3.4 Gender Pay Gap
In this section, we’ll discuss Gender Pay Gap and leverage the topic to practice hypotheses setting and testing by ANOVA and Linear Regression. I based this section on three articles published on my blog: (1) Gender Pay Gap: Practice People Analytics With Open Data, (2) Finding Hidden Patterns In Gender Pay Gap Data, and (3) Gender Pay Gap: More Hidden Patterns.
3.4.1 The use case
The gender pay gap exists despite regulation, policies, hype, and preoccupation with the subject. Women still earn less than men in many countries, sectors, and roles. Moreover, the gap has been persistent over the years.
There is no single cause for the gender pay gap. The reasons include: Gender-biased industries and roles in which female-dominated jobs often have lower wages and in which women are under-represented in high-income jobs; Bias and discrimination in recruitment, promotion, and compensation decisions; Disproportionate share of unpaid domestic work and care that women tend to handle more; Women’s careers are impacted by more time spent out of work as parents, and suffer more from the lack work flexibility in senior roles.
To address the gender pay gap, employers may intervene in different ways. First, they need to analyze their pay data and processes. Then, after understanding the source of bias, they can take action and review the impact over time.
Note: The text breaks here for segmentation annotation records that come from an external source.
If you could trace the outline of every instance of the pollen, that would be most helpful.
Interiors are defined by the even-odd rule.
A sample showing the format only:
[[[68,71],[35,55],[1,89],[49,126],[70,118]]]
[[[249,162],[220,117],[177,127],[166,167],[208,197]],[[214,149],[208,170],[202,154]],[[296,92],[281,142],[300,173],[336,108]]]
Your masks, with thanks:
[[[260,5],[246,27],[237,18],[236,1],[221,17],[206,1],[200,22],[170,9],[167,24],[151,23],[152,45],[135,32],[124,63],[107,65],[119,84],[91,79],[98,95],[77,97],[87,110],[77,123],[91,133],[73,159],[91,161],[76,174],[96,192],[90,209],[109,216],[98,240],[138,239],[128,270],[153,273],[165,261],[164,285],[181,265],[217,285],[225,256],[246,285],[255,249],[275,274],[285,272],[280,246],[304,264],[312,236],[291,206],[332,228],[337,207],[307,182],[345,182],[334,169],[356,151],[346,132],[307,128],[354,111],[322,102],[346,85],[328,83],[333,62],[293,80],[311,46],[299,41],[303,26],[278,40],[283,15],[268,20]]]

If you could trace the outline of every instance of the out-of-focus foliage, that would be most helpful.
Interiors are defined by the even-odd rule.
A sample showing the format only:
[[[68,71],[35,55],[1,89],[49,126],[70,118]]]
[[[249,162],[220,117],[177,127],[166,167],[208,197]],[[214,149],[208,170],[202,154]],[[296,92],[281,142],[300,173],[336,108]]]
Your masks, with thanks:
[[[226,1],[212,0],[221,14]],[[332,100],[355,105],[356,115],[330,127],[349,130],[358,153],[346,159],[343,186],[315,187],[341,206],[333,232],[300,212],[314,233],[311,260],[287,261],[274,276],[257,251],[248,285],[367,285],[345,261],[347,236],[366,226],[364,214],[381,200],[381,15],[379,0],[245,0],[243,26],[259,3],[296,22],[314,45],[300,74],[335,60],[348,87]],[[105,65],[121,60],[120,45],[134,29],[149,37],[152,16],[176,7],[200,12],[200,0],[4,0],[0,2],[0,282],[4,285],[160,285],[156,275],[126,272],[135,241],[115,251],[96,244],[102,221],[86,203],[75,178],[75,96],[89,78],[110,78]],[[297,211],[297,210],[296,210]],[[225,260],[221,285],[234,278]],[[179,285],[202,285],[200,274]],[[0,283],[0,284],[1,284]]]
Closing the gender pay gap is essential for everybody, not only women. Employers who take action to close the pay gap may benefit from higher retention, improved employee engagement, higher levels of productivity, and lower legal risks. In addition, the entire society may benefit as women increase their bargaining power and independence and decrease the chance of poverty later in life.
3.4.2 Data source
My source and inspiration for this case study was a dataset of employee salaries in a municipal authority organization, Montgomery County, Maryland, in 2017. For public transparency, this organization shares its dataset. The employee salaries in 2017 contained almost 10 thousand records and included annual salary information and some demographics and background variables (gender, tenure, role, department, full and part-time position). However, for our educational purpose, I anonymized and randomized it, so, from the following findings, it would be impossible to point to individuals or even recognize the organization. But I guarantee that the dataset I used is realistic.
Before we proceed to the HR briefing, there are some notes worth mentioning about this dataset. First, it includes only binary gender categories, restricting the analysis to comparing only men vs. women. However, some organizations use more gender categories nowadays.
Secondly, in many organizations, the data about employees’ occupation, seniority, gender, mode of employment, and salary details are likely to be stored in more than one platform, for example, the HR platform and payroll software. Moreover, there may be more than one payroll system in global organizations, and it is necessary to merge the data and manipulate it for a unified currency. If your platforms are not integrated, you must incorporate data from different sources for your project and make sure that your process is reproducible.
Lastly, If you’d look at the CSV file for this demo, you’d immediately see - It is tidy data! It assigns each row to an employee and each column to a variable. Each cell represents only one value specific to one employee and one variable. Of course, the data you pull out for analysis may not be so neat in real-life situations. There will be duplicate records, missing entries, typos, and more. Your data scientist will need to clean and prepare the data for the project. This work may be tedious, but the systematic errors you may find will help you establish better maintenance practices and improve the data over time. It would be helpful beyond best practice because more and more countries regulate the gender pay gap.
3.4.3 HR briefing
Suppose you are an HR leader in a municipal authority organization. Like many public organizations, your employer is subjected to strict regulations regarding equal pay. However, only going beyond the basic comparison between men and women will enable you to spot patterns of bias and reach some actionable insights. Therefore, you decide to shed light on the still-existing pay gap, understand its factors, direct your intervention, and guarantee that you discuss insights in a broader context of the business and workforce markets. In other words, you decide to go beyond reporting and go the extra mile to explore the data.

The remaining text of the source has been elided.